Do you say yes to everything when you wish you could just say no? You are not alone. Susan Newman explains how to say no to just about anybody — and everybody — friends, family, bosses and co-workers — without starting your guiltmeter running. Newman visited “Today” to discuss her book, “The Book of No: 250 Ways to Say It and Mean It and Stop People-Pleasing Forever.” Here's an excerpt:
Stepping into No: The Basics
There are five basic steps to keep in mind to hone your ability to turn people down. As soon as you begin to apply them, you will start to feel justified saying no and you will see results. You won’t be able to say no to everything asked of you, nor will you want to, but you don’t have to be an ever-accommodating yes-person to be loved, respected, and admired.
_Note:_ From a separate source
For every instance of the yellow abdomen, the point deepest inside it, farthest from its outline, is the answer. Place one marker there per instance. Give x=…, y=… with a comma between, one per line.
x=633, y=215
1. Make a list of your yeses over the period of a week.If you are an inveterate yes-person, the number will shock you. The acceptable number will be different for everyone. One request could send you into a tailspin, while it might take four or more to set off someone else. The real gauge is how pressured, tight for time, or resentful you feel. Any negative reaction — Why did I agree? What was I thinking? What am I doing? I don’t want to be available, I would rather be elsewhere — is the true measure.
2. Pay attention to how you parcel out your time. If most of your time is monopolized assisting one friend, when will you see other friends? If family or job demands are high, what’s left over for your own enjoyment? When your time is well managed, you’ll keep some in reserve for what’s most important to you.
3. Get your priorities straight. Who has first crack at you without your feeling burdened or anxious? A child? A boyfriend? A girlfriend? A spouse? A boss?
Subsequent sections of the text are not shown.